Allah'ın sözleri açık, anlaşılır, özlü ve hikmetlidir. Fakat Yüce Rabbimiz, Kendi sözlerinde kimi zaman muhkem (anlamı ve ifade tarzı apaçık olan) kimi zaman da müteşabih (birden çok anlama gelen ifade biçimi, belli düzeyde tevil ve yorum gerektiren izah) anlamlar gizler. Müteşabih anlamları görebilmek için bu hikmetli sözlerdeki derin anlam ve sırları iman gözüyle görebilmek gerekmektedir.

 

Yüce Rabbimiz bu derin anlamları bazı durumlarda teşbih ve benzetmelerle haber vermiştir. Örneğin bir Kuran ayetinde Allah, "Allah'ın ipine hepiniz sımsıkı sarılın. Dağılıp ayrılmayın..." (Al-i İmran Suresi, 103), diğer bir ayette ise, "Şüphesiz ayetlerimizi yalanlayanlar ve onlara karşı büyüklenenler, onlar için göğün kapıları açılmaz ve halat (ya da deve) iğnenin deliğinden geçinceye kadar cennete girmezler..." (Araf Suresi, 40) şeklinde belirtmektedir. Söz konusu ayetler bazı kişiler tarafından düz anlamları ile de alınıp yorumlanabilir. Fakat gerçekte, her iki ayette de yapılan benzetmeler çok hikmetli bir anlatım şeklidir ve insanların üzerinde düşündükçe derinleşebileceği anlamlar gizlenmiştir. Rabbimiz, "Allah'ın ipi" teşbihi ile, insanların Allah'a ve O'nun gösterdiği yola sımsıkı bağlanmalarını, bunda kararlılık göstermelerini öğütlemektedir. Yine Rabbimiz, "halat iğne deliğinden geçinceye kadar" benzetmesi ile de ayette belirtilen kişilerin –Allah'ın dilemesi dışında– cennete kesin olarak giremeyeceklerini etkili bir benzetme ile haber vermektedir. Bu, son derece güzel ve derin bir anlatımdır. Fakat bunu doğru anlamak için, burada batıni tefsir yapmak gerekmektedir.

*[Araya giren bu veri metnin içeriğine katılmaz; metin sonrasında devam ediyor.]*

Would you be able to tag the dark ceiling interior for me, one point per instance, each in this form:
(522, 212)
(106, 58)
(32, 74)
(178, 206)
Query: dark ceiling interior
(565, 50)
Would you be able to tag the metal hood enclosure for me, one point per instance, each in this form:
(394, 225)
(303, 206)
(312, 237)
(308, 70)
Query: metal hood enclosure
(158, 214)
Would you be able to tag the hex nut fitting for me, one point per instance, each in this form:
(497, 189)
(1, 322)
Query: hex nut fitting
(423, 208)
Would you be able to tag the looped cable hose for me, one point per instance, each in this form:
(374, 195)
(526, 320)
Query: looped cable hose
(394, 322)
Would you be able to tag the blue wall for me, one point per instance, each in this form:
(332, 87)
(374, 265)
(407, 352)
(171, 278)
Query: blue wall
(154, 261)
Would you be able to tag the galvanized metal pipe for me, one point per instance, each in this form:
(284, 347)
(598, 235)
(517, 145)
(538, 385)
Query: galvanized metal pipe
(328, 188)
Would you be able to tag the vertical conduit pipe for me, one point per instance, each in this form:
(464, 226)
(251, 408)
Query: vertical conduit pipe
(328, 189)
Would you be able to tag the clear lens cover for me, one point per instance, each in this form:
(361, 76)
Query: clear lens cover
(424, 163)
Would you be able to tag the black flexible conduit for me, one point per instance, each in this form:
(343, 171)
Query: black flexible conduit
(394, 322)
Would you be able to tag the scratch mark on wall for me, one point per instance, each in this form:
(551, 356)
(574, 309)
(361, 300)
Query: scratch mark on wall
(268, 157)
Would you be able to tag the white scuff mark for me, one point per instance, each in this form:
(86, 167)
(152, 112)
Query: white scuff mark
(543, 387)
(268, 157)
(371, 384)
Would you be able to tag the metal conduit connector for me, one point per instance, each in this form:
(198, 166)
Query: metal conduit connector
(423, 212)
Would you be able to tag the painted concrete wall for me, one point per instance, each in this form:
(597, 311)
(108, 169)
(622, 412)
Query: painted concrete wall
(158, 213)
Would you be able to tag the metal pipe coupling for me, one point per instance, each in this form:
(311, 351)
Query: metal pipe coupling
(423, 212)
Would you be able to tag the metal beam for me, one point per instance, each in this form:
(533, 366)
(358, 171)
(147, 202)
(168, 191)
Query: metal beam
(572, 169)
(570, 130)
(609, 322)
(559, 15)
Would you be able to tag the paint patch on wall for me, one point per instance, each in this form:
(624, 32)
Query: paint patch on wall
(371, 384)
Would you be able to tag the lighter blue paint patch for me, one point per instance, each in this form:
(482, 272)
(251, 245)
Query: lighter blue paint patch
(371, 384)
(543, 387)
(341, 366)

Bu durum, Kuran için olduğu gibi, Tevrat ve İncil için de geçerlidir. Örneğin İncil'den bir pasajda, Rabbimiz'in batınen yorumlanması gereken, derin hikmetli bir anlatımı şöyledir:

Onlara benzetmelerle konuşmamın nedeni budur. Çünkü, 'Gördükleri halde görmezler, duydukları halde duymaz ve anlamazlar.' "Böylece Yeşaya'nın peygamberlik sözü onlar için gerçekleşmiş oldu: 'Duyacak duyacak, ama hiç anlamayacaksınız, bakacak bakacak, ama hiç görmeyeceksiniz! Çünkü bu halkın yüreği duygusuzlaştı, kulakları ağırlaştı. Gözlerini kapadılar. Öyle ki, gözleri görmesin, kulakları duymasın, yürekleri anlamasın ve Bana dönmesinler. Dönselerdi, onları iyileştirirdim.' (Matta, 13:13-15)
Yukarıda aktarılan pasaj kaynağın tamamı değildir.